2) The next time you are in church, observe from the standpoint of energy instead of content. Watch to see when the energy is "spiritually juicy," and when it lags and gets tiresome. I think you will find a very close correlation between when there is a focus on the words and actions of Jesus, and when there is a focus on Paul. When the focus is on Paul, it's like a fire that almost starts to catch and then dies out. I have seen church services which would put you to sleep all the way through until the end, when the Lord's Prayer is recited, and suddenly with Jesus's words you can feel the place come alive for that brief instant.
3) Regarding Paul's conversion, remember the old adage, "If it seems too good to be true, it probably is." Without having made a scholarly study of this, I am guessing that at least some of the early Church voiced this opinion, and I am guessing there is a historical record of it somewhere.
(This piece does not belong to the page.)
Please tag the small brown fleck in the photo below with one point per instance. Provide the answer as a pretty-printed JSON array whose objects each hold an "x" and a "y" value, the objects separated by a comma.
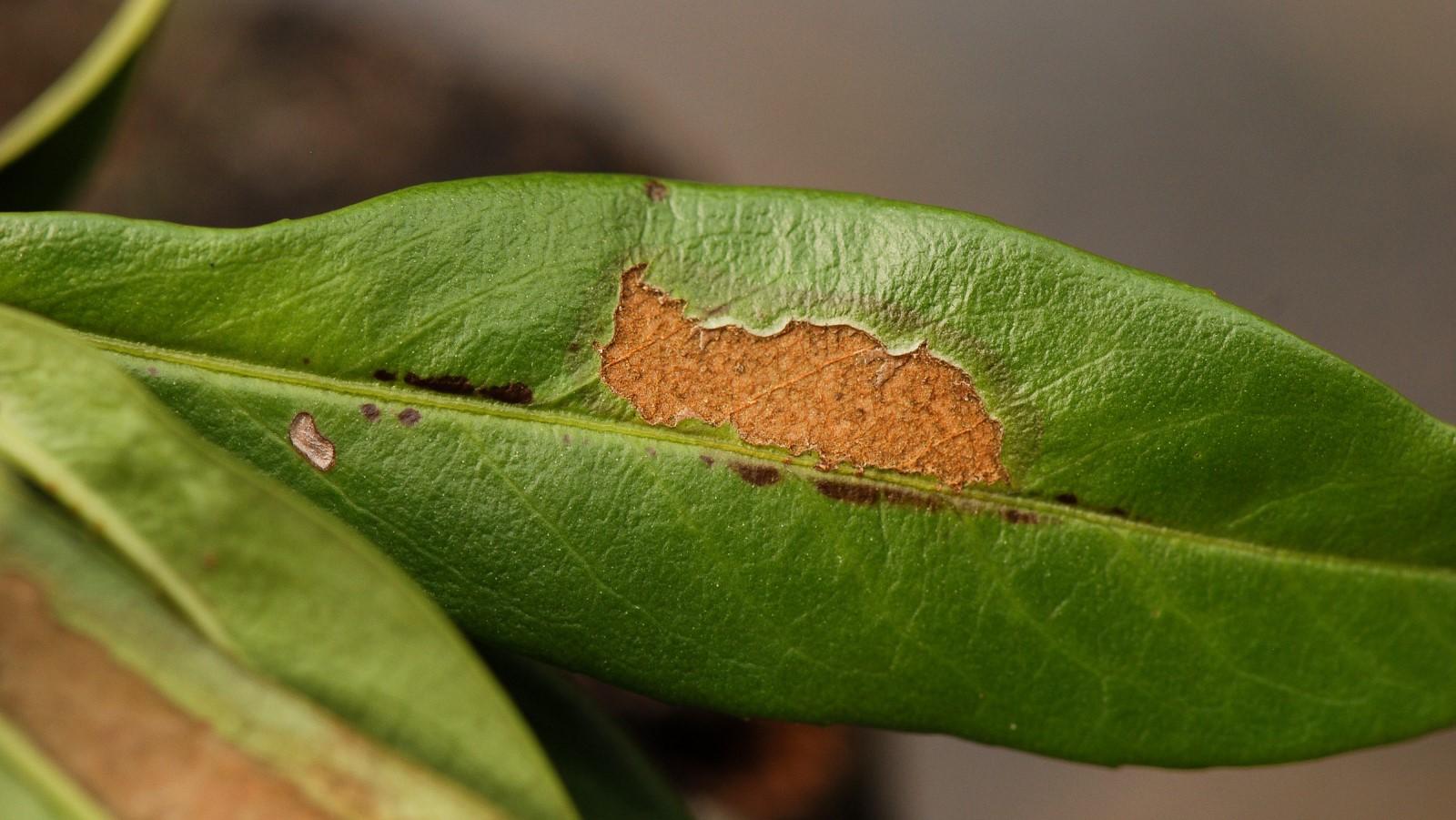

4) To a sociopath, anyone who "believeth all things" is a "sucker," one of which is "born every minute," and a potential target. To a spiritual seeker, anyone who "believeth all things" is lacking spiritual wisdom and discernment and, sadly, is likely to be led astray despite the best efforts of wiser persons to warn them. It is true that in the naive state of the heart, like that of a child, one tends to believe all things. However, such a reference would be out of context in this quote, because in this context Paul is not talking about the heart per se; he is talking about the mature state of spiritual love. In the mature state of spiritual love, the quality of childlike innocence goes hand-in-hand with discernment, i.e., "as wise as a serpent and as harmless as a dove." Were Paul a sociopath, as I suggest here, he would have discouraged the former quality in his Christian audience (lest he be found out)--while encouraging the latter. Again, we have a mixture of wisdom and error in this passage. It could simply indicate someone trying to teach at a level beyond his understanding--but if this theory I've advanced is correct, it was indicative of a sociopathic perspective.
5) According to a documentary entitled "The Grand Invention: Christianity", Paul accused Peter of being "a corruptor of the gospel and cursed by God." If Paul was sociopathic, this would be a typical use of the psychological defense mechanism of projection. If one is to decide, today, who had more credibility--Peter or Paul--one must logically side with Peter, as the man who Jesus personally chose. Therefore if Paul really did denegrate Peter in this vein, Paul's credibility, not Peter's, should be questioned--and that means that Paul was projecting. If Paul was projecting, that means that he, not Peter, was a "corrupter of the gospel...", and furthermore, that he knew he was. Because you cannot deny and project something you don't know. This tiny but extremely significant little piece of history supports my intuitive feeling that the disciples of Jesus and some of the wisest people in the early Church did not support Paul. The documentary also confirms that fact, but places the crux of the disagreements around whether to uphold or abandon Jewish law. My gut feeling is that it went deeper, to the issue of making a kind of "fast food" version of the faith which obscured the deeper teachings of Jesus.